Git Branch Strategies: rebase vs merge and Team Workflows

Comparing Git Flow, GitHub Flow, and trunk-based development, with practical guidance on rebase vs merge.

Introduction

In team development, Git branching strategy is a critical factor affecting code quality and development velocity. This article compares major branching strategies and explains when to use rebase vs merge.

Branching Strategies

Git Flow

Proposed by Vincent Driessen, using multiple branch types:

BranchPurposeLifecycle
mainReleased codePermanent
developIntegration branchPermanent
feature/*New featuresTemporary
release/*Release preparationTemporary
hotfix/*Emergency fixesTemporary
# Create and complete a feature branch
git checkout -b feature/user-auth develop
# ... develop ...
git checkout develop
git merge --no-ff feature/user-auth
git branch -d feature/user-auth

Best for: Products with clear release cycles, parallel version maintenance.

GitHub Flow

Simple strategy with only main and feature branches:

# 1. Branch from main
git checkout -b feature/add-search main

# 2. Commit and push
git add .
git commit -m "feat: add search functionality"
git push -u origin feature/add-search

# 3. Create Pull Request for review

# 4. Merge to main (via PR)

# 5. Deploy

Best for: Continuous deployment, web applications, small-to-medium teams.

Trunk-Based Development

All developers commit directly to main (trunk) or use short-lived branches:

# Short-lived branch (merge within 1-2 days)
git checkout -b fix/typo main
# ... fix ...
git checkout main
git merge fix/typo
git branch -d fix/typo

Best for: Teams with mature CI/CD, organizations using feature flags.

Comparison

StrategyComplexityRelease ManagementCI/CD RequiredTeam Size
Git FlowHighExplicitNoLarge
GitHub FlowLowSimpleRecommendedSmall-Medium
Trunk-BasedMediumContinuousYesAny

rebase vs merge

merge (merge commit)

git checkout main
git merge feature/add-search
  • Creates a merge commit
  • Preserves branch and merge history
  • Single conflict resolution point

rebase

git checkout feature/add-search
git rebase main
  • Replays commits on top of main
  • Creates linear history
  • May need conflict resolution per commit

Guidelines

SituationRecommendedReason
Updating feature branchrebaseLinear history, cleaner diffs
Integrating to shared branchmerge --no-ffClear merge points
Already pushed branchmergerebase rewrites history
Solo developmentrebaseCleaner history
Team developmentmerge or squashSafer, easier to understand

squash merge

Combines all feature branch commits into one:

git checkout main
git merge --squash feature/add-search
git commit -m "feat: add search functionality"

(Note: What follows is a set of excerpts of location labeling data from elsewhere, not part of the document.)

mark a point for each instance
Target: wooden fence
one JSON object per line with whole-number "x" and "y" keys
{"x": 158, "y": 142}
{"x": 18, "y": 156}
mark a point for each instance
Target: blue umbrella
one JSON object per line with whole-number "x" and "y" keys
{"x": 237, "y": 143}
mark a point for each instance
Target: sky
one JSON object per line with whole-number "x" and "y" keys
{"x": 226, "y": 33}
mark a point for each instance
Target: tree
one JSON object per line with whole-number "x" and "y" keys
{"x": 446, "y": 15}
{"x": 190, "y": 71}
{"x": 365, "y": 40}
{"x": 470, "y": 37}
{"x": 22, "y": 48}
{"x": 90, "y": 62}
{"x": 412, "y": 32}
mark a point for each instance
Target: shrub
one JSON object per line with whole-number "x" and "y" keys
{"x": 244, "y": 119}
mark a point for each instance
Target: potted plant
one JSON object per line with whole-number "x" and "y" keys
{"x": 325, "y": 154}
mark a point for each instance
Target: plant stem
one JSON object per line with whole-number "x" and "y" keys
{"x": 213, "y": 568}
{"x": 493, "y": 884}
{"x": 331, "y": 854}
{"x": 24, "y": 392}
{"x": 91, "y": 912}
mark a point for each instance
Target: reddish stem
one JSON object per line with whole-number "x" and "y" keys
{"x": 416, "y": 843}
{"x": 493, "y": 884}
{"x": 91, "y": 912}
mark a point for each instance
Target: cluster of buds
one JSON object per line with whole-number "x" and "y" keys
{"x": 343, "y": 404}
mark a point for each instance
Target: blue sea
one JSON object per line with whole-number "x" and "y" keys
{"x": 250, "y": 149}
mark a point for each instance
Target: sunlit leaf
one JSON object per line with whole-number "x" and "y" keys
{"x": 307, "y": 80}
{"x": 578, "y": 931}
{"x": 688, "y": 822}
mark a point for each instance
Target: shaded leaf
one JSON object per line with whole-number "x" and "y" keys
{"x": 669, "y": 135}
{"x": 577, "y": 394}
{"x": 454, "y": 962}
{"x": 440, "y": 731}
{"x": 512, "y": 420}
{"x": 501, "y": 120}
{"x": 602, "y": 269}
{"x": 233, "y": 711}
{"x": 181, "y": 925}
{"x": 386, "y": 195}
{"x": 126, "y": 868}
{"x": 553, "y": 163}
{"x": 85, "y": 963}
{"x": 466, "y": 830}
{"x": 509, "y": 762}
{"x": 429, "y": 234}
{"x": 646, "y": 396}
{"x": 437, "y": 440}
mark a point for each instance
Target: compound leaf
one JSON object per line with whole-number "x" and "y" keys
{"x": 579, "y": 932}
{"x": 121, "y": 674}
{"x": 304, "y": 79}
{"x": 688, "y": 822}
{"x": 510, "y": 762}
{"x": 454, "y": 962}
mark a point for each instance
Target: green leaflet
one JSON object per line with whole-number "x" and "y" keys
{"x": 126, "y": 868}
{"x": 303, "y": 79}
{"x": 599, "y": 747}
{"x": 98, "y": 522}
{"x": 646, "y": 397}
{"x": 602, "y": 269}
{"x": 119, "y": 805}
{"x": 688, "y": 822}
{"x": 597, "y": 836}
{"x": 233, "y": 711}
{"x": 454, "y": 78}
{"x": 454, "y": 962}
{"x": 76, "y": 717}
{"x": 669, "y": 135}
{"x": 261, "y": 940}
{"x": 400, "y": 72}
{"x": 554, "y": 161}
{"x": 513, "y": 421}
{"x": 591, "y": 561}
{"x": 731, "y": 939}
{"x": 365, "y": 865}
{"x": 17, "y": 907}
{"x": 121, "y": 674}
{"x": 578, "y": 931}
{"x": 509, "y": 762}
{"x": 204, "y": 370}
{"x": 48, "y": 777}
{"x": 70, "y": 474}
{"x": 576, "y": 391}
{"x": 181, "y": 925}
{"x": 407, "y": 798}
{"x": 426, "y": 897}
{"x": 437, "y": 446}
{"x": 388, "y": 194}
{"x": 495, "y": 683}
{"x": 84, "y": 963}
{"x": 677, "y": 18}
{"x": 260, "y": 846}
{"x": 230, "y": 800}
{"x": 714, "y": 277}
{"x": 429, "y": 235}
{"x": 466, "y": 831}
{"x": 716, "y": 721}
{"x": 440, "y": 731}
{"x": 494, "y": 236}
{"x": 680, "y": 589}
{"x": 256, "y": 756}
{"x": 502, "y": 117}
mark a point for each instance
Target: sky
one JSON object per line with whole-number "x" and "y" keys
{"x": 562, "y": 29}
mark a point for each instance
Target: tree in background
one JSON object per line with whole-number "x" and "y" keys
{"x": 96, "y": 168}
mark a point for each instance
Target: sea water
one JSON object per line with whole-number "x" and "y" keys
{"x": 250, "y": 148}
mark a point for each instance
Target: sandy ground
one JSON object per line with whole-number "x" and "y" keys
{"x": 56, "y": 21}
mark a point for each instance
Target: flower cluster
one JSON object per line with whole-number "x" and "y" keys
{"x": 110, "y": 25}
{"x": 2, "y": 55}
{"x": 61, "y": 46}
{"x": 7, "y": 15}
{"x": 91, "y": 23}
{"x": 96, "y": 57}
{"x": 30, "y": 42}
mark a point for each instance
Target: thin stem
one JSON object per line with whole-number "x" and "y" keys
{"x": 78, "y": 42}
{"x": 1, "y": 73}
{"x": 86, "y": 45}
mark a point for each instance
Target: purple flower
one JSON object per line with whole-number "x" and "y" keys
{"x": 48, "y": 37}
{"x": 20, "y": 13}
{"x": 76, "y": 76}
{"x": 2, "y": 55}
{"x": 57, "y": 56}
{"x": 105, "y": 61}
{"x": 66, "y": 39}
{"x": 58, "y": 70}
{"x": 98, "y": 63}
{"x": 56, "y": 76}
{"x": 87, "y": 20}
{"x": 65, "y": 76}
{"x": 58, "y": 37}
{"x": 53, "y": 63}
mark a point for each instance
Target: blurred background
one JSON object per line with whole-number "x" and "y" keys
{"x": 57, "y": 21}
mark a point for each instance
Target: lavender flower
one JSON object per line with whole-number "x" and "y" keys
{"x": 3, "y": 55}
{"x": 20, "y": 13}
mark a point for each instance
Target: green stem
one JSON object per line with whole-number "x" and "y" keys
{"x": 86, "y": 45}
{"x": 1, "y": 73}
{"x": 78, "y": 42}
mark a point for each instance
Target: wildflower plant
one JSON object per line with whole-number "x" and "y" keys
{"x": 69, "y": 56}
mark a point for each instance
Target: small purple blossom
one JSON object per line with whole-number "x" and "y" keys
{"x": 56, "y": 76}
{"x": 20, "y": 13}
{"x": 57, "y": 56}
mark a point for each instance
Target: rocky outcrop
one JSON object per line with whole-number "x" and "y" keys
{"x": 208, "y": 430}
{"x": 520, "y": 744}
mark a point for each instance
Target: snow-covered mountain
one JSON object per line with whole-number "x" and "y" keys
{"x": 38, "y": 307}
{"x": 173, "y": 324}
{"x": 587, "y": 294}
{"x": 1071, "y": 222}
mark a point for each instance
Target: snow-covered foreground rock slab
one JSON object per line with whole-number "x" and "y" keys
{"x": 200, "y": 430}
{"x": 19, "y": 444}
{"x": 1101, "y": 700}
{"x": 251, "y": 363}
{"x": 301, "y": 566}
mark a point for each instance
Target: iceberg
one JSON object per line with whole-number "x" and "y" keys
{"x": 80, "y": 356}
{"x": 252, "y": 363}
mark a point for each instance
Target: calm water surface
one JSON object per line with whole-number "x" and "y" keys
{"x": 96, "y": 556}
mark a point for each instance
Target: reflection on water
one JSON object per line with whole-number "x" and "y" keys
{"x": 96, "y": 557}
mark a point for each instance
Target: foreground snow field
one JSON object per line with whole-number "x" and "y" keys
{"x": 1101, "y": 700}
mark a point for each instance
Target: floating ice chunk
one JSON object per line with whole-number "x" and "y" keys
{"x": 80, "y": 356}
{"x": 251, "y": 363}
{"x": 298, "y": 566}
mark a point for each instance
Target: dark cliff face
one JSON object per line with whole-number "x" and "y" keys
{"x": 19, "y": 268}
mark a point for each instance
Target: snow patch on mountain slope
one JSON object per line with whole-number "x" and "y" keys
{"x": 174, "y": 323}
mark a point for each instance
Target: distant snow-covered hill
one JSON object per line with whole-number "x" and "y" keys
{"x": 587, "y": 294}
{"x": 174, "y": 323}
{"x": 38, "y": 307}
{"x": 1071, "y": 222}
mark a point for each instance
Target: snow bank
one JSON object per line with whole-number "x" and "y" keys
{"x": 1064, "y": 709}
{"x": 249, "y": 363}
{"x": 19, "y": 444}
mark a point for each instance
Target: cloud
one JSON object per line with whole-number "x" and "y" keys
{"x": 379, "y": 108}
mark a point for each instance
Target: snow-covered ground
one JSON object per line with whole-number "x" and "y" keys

GitHub PRs support this via the “Squash and merge” button.

Commit Message Convention

Conventional Commits

<type>(<scope>): <description>

[optional body]

[optional footer]
typeUsage
featNew feature
fixBug fix
docsDocumentation
refactorCode refactoring
testAdding tests
choreBuild/tooling
git commit -m "feat(auth): add OAuth 2.0 login support"
git commit -m "fix(api): handle null response from payment service"

Practical Workflow

Feature Branch Workflow

# 1. Get latest main
git checkout main
git pull origin main

# 2. Create feature branch
git checkout -b feature/new-api

# 3. Periodically sync with main
git fetch origin
git rebase origin/main

# 4. Push (force-push needed after rebase)
git push -f origin feature/new-api

# 5. Create PR → Review → Merge

Conflict Resolution

# When conflicts occur during rebase
git rebase main
# ... resolve conflicts manually ...
git add <resolved-files>
git rebase --continue

# To abort the rebase
git rebase --abort

References

  • Driessen, V. (2010). “A successful Git branching model”.
  • GitHub Flow
  • Forsgren, N., Humble, J., & Kim, G. (2018). Accelerate. IT Revolution Press.